Materials relate grade-level concepts explicitly to prior knowledge from earlier grades. Examples include:

• Unit 2, Lesson 2.2, Teacher Guide, Starter Choice Board Overview identifies prior grade level skills with their standard. “Starter Choice Board Overview Storyboard: Storyboard: Solve a proportion (7.RP.A.3) Building Blocks: Solve one-step multiplication equations (6.EE.B.7) Blast from the Past: Compute a measurement conversion (4.MD.A.2, 6.RP.A.3) Fluency Board Skills: Solve one-step equations, add and subtract decimals, plot fractions and decimals on a number line.” The Lesson Planning Guidance: Day 1 supports teachers in choosing the activity that supports the needs of their students. An example is, “In this lesson, the “Building Blocks” task asks students to access background knowledge on solving one-step multiplication equations. Use this activity if many of your students need support in recalling this skill. Consider using Expert Crayons to have students move around the room supporting each other. Choose the Starter Choice Board’s “Blast from the Past” task to give students an opportunity to utilize problem solving skills involving computing a measurement conversion.”

• Unit 6, Planning and Assessment, Unit Overview, Standards Correlation, indicates that lesson 6.2 connects to 6.EE.A.2. “This unit includes Focus Content Standards across two domains and two grade levels. In the first lesson, students’ concentration on the Number System domain within the Grade 7 standards will conclude, though students will continually apply rational number operations in this course and beyond. The remainder of the unit transitions into the Expressions and Equations domain by revisiting prerequisite work from Grade 6 (6.EE.A.) and beginning investigations into the last two major clusters of the year. The Grade 7 standards in this unit are formatively assessed throughout the unit and summatively assessed in the unit’s Test Prep, Performance Assessment and Unit Assessments.”

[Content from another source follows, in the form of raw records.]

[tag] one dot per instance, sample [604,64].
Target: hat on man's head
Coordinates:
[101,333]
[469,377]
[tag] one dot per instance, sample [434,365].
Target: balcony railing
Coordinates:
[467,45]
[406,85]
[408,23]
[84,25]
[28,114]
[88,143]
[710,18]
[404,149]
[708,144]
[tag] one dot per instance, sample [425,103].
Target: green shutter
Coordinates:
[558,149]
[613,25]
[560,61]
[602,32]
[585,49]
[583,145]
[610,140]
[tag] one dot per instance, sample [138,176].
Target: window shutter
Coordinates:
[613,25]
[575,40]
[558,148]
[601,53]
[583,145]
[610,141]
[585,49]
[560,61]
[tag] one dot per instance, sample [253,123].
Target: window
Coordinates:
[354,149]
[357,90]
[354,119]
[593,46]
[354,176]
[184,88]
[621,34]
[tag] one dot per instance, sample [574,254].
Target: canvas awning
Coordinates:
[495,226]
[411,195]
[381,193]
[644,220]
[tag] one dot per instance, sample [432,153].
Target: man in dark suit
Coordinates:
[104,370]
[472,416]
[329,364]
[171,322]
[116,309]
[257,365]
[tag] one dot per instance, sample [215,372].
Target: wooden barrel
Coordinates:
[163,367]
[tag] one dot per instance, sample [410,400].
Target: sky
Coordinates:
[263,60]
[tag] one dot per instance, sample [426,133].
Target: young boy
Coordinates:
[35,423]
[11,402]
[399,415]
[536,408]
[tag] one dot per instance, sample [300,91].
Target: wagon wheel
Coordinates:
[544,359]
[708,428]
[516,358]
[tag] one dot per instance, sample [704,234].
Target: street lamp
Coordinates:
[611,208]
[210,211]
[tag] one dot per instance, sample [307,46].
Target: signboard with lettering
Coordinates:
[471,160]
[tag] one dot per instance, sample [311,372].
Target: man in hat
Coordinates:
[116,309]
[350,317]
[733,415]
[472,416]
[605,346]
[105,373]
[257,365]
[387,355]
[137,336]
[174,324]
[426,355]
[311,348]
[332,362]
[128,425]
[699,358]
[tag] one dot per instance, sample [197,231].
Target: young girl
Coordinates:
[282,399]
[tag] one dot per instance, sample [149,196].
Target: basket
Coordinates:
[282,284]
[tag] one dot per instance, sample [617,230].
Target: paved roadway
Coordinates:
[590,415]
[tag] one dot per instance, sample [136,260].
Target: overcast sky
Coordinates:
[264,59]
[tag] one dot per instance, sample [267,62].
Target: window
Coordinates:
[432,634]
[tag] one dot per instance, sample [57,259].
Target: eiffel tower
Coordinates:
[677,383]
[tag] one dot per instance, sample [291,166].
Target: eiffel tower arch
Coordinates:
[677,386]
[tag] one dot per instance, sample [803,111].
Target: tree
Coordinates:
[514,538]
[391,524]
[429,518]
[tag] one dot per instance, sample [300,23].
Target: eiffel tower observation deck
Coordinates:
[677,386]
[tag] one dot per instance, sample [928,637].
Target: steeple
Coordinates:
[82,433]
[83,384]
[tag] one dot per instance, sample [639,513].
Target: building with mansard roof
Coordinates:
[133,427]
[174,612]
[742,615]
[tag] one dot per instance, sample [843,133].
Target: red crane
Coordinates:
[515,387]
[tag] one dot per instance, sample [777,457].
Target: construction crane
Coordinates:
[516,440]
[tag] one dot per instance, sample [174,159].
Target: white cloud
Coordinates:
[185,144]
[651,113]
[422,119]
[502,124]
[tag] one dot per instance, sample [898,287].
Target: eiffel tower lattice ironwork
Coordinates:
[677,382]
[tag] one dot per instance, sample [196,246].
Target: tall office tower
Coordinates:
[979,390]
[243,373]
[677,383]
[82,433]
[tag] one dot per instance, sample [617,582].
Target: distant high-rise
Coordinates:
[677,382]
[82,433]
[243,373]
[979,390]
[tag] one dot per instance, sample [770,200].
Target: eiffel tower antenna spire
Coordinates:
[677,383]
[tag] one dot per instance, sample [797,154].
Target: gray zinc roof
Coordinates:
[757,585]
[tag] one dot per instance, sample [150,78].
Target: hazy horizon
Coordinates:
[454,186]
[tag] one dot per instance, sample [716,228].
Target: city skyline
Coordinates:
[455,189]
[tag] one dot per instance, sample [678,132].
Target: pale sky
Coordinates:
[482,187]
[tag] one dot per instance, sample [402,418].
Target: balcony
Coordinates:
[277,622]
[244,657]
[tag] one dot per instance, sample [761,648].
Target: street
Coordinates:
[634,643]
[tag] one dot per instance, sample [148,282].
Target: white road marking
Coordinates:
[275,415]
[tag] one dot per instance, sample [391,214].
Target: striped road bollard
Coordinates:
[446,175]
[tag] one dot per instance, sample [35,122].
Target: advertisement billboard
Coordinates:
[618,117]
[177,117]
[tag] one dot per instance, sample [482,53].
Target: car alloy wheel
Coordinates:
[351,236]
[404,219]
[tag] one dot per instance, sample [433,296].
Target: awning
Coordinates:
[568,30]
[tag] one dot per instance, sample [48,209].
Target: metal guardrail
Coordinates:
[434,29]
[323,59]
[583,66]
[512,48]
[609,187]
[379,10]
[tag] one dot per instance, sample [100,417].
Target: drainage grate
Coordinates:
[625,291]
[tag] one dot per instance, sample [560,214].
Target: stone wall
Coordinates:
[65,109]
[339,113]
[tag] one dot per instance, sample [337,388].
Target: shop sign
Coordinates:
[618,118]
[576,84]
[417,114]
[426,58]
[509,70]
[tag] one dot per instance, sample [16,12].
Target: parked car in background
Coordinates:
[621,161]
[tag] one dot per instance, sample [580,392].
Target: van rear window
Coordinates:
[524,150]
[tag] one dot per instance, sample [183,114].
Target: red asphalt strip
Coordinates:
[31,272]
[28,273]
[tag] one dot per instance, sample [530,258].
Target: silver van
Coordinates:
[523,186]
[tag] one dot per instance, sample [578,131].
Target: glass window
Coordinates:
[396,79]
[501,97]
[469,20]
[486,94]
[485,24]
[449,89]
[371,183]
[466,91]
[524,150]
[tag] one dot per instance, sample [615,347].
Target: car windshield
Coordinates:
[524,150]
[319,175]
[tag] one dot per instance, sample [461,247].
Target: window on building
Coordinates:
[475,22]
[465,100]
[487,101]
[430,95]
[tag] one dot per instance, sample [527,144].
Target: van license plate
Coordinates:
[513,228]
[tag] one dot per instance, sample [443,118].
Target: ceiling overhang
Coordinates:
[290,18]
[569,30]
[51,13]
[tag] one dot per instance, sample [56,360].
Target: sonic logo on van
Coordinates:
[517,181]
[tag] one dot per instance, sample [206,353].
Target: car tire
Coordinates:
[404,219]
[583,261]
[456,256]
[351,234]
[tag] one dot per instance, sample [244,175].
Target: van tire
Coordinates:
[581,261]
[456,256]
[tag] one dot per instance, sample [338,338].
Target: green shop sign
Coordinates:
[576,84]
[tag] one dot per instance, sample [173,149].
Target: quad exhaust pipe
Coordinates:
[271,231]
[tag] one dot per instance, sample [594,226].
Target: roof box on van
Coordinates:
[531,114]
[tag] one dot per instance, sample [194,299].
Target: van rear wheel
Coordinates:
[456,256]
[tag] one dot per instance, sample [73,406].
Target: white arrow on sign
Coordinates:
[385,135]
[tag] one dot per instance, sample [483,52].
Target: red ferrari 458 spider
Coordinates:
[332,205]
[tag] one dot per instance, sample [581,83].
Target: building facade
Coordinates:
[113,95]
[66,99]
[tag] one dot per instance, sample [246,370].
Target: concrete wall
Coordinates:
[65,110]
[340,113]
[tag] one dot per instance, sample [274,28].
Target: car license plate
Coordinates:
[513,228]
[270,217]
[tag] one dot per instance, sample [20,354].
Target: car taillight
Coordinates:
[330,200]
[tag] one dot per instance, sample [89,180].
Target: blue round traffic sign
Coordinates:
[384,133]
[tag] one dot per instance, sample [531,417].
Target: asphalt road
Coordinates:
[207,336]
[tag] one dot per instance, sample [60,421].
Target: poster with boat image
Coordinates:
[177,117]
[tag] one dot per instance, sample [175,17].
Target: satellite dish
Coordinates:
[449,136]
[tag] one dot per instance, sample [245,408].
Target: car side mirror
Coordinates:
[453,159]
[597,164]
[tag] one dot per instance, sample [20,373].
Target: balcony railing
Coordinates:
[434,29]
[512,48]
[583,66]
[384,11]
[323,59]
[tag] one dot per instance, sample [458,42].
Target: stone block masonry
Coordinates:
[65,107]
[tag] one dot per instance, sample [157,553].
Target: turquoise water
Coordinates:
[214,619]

• Unit 7, Planning and Assessment, Unit Overview, Content Analysis highlights prior grade-level skills, such as solving one-step equations and inequalities, aligned with standards 6.EE.B.7 and 6.EE.B.8. “This unit builds directly upon students’ work in Grade 6 with equations and inequalities. While the Grade 6 standards limited this work to one-step equations and inequalities, the Grade 7 standards focus on solving multi-step equations and inequalities, limited to equations in the forms px + q = r or p(x + q) = r and inequalities in the forms px + q < or > r.”